The US Industrial Control System Computer Emergency Response Team (ICS CERT) has released an updated report regarding the inner workings of the TRITON / HatMan malware that affected Triconex Safety Instrumented Systems last year, at an unnamed plant (probably in Saudi Arabia as per multiple sources). It now appears that the malware is not a simple hack that was done by a single person but a was a carefully designed cyberweapon (probably developed by a large team of professionals who are very familiar with the inner workings of the Triconex Safety Instrumented System). It is unclear as to the motive of this effort, but most likely it is to cause malicious damage to a plant by disabling it’s Safety Instrumented System.
The malware affects Tricon safety controllers by modifying in-memory firmware, to add additional programming. The extra functionality allows an attacker to read/modify memory contents and execute arbitrary code on demand through receiving specially-crafted network packets. HatMan consists of two pieces: a PC-based component to communicate with the safety controller and a malicious binary component that is downloaded to the controller. Safety controllers are used in a large number of environments, and the capacity to disable, inhibit, or modify the ability of a process to fail safely could result in physical consequences.
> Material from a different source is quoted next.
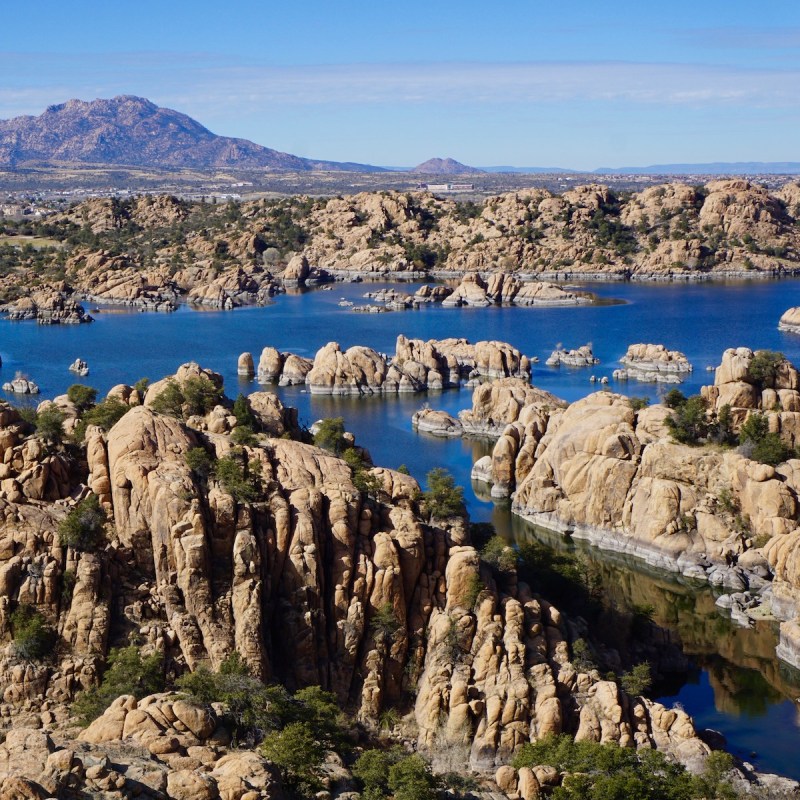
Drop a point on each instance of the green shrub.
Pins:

This report discusses the components and capabilities of the malware and some potential mitigations.
Full details of how the malware works are detailed in the report here.
ICS CERT is a part of the US Department of Homeland Security (DHS) and deals with cybersecurity issues related to Industrial Control and Safety Systems including but not limited to DCS, PLC, SCADA and SIS. In recent years, malicious code has become a big issue for owners and operators of industrial plants and this is one more instance of plant safety being compromised due to malware.